National Apprenticeship Week: 14th – 18th March 2016
Hello and welcome to issue 51, our Apprenticeship Week celebration. Here at Womanthology it’s all about becoming the best that you can be and we’ve never been fans of the conventional, so it seemed like the ideal time to look at new and innovative ways to learn, where hard work and planning should mean that you find you way to a successful and rewarding career.
It’s been a political objective to increase apprenticeships in recent years, although as ever, change isn’t always easy or straightforward. Alongside massive investment into apprenticeships, there’s also been reform, and, it would be fair to say, quite a lot of confusion too.
The apprenticeship career maze simplified
Fortunately we’ve called in some experts to help. We’ve got Becky Plant from Capp guiding us through the maze of information. She helps us get our heads around where the opportunities exist and what to look for as a potential apprentice in search of opportunities. How do you guage ‘quality’? She also provides information for employers contemplating a scheme. (Let me tell you, Becky loves her job – I was chatting to her last thing on a Friday and there was no hint of waning enthusiam or weariness. How great is it when you meet people like that?!)
I also managed to track down marketing dynamo, Katrina Cliffe, who started out as a humble apprentice working in marketing and communications, but who’s now built up her own communications company, KC Communications, and who is now a leader of her local business community. Katrina is passionate about giving back by supporting apprentices herself and she shares her advice for small to medium sized businesses who want to make contact with the most enthusiastic apprenticeship talent through local colleges. Her tips for using social media to help as part of your strategy are inspired. As in so many other areas today, if you want to get ahead, get social…
Lose the gender stereotypes
We also hear from longtime friend of Womanthology, the lovely Claire Young, formerly of TV’s The Apprentice, but now another highly successful entrepreneur in her own right. She’s a youth champion and she’s had enough of gender stereotypes in careers, and so have we! So let’s lose these…
It seems that, as in any professional area, information is power. The term ‘apprenticeship’ is currently broad, but soon to be narrowed down, and so it’s essential to ask the ‘right’ questions to make sure you’re getting the very best deal.

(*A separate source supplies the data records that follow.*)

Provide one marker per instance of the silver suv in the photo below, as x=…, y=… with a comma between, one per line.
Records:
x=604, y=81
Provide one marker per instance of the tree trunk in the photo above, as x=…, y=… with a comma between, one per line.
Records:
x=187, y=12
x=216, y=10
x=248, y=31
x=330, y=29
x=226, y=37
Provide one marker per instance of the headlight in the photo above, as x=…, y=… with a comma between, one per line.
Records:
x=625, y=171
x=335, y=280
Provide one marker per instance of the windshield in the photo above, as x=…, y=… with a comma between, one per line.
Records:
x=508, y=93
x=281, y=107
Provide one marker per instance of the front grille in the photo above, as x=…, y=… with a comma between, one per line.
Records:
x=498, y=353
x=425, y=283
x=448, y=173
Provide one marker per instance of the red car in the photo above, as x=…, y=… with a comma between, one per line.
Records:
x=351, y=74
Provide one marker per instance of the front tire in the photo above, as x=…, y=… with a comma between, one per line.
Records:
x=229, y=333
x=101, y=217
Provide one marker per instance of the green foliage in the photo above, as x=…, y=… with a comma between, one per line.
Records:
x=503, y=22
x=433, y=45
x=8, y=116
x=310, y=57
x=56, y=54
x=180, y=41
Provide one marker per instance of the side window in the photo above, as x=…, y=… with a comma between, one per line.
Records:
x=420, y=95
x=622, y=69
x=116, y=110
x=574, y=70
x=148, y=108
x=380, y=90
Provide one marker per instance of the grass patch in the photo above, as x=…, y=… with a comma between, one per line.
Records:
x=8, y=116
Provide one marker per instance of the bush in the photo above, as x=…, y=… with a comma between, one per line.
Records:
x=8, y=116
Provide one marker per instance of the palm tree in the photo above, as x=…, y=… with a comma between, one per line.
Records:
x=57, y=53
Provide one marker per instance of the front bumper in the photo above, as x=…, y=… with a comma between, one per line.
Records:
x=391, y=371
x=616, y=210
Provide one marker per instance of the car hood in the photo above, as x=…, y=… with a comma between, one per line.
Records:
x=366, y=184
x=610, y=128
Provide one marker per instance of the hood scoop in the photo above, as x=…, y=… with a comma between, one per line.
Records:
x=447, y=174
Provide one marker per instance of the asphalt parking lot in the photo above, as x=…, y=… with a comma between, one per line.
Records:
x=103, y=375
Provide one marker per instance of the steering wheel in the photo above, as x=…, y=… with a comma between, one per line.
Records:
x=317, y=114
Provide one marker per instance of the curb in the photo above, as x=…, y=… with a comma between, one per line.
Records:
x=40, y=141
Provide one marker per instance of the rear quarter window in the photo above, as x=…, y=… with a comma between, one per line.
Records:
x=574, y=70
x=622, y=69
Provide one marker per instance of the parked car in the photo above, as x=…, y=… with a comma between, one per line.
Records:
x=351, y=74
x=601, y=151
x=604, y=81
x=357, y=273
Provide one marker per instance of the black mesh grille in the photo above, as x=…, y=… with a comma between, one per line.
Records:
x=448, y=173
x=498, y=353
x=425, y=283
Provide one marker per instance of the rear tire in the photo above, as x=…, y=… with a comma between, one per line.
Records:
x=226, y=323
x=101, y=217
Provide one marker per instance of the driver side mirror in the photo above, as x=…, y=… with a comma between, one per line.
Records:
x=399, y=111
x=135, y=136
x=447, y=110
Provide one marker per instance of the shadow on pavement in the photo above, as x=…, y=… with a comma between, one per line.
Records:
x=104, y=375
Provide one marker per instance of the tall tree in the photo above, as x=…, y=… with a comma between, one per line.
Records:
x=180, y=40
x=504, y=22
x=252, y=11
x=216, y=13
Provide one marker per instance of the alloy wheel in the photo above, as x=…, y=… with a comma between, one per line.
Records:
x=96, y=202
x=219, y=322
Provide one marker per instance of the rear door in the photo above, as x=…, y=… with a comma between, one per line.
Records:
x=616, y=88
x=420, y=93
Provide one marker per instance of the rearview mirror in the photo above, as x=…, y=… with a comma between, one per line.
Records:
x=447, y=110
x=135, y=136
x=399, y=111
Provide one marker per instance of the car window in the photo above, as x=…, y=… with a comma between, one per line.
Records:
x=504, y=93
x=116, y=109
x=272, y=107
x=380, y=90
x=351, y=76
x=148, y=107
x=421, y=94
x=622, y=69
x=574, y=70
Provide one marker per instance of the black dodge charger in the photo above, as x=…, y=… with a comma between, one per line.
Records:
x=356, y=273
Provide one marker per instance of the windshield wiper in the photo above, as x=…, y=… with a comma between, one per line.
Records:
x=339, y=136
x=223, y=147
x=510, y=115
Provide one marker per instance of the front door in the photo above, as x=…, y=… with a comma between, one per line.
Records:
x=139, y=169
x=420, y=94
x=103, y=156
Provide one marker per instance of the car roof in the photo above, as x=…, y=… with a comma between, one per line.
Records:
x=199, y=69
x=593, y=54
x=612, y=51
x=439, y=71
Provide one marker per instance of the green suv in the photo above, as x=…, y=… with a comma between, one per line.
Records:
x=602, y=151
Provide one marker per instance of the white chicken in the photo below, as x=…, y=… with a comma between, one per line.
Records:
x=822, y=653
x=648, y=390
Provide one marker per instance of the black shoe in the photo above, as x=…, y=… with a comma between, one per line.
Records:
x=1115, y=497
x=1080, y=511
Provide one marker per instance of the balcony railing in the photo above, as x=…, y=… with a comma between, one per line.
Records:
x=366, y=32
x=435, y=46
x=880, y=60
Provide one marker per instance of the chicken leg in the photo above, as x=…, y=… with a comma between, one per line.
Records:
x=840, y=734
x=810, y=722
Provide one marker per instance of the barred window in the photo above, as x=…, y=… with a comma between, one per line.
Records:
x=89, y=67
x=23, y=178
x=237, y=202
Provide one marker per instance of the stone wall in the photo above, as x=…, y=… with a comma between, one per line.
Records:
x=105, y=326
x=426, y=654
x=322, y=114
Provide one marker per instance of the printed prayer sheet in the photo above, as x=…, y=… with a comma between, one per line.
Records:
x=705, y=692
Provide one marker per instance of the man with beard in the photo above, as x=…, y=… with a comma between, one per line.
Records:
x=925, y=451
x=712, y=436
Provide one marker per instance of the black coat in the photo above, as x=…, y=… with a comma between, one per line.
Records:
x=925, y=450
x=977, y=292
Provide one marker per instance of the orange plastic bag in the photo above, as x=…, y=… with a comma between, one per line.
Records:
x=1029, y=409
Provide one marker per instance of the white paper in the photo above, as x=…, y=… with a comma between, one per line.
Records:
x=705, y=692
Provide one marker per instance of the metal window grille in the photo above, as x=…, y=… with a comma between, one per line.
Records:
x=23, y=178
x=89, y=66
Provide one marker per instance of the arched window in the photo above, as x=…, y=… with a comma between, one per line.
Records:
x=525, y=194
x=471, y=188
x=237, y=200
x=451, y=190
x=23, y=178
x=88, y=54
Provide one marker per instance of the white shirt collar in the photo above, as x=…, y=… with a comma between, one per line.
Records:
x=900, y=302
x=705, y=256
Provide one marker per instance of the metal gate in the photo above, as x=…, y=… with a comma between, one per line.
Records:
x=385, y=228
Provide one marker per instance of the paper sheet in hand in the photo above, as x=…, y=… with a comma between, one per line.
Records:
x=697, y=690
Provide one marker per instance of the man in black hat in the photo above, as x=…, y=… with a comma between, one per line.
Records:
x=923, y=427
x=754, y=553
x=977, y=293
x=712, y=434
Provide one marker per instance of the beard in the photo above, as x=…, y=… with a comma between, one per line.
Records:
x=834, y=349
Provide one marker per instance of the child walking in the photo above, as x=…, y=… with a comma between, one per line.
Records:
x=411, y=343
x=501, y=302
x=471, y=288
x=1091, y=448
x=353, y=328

In this issue we also speak to kick-ass female apprentices who are currently earning and learning, and those who have finished their apprenticeships recently. They evaluated all the options and decided that blended work and study was best for them.
No easy route
An apprenticeship is by no means an ‘easy’ route. All the apprentices I’ve spoken to have a busy schedule, and study is very much viewed as a priviledge rather than a right.
As university tuition fees have increased as funding of higher education has been reduced, the most obvious selling point for apprenticeships is that there’s no accumulated debt to be worried about for future years. Indeed some of the apprentices I’ve spoken to have been able to buy their own home whilst they work their way through the programmes.
No fear of taking the wrong path
In addition to the financial security there’s no fear of going down the wrong path and making a mistake because you already know exactly what you’re signing up to in your future career, and as Hanna Buckingham from TfL rightly points out, “…It’s just as important to decide you don’t want to do something as it is to decide you do want to do something…” I couldn’t have put it better myself as someone has has experimented in several careers. It is arguably dependent on your own personal learning style, but according to Honey & Mumford, activists prefer to learn by doing and experiencing.
The structured nature of an apprenticeship means not only that apprentices are forced to adopt a ‘growth’ mindset – “It never gets easier, you just get better.” Over and above that you’re compelled to take a longer term, structured view.
Whichever way you look at it though, knowledge is power when it comes to finding your way in your career so never stop asking questions.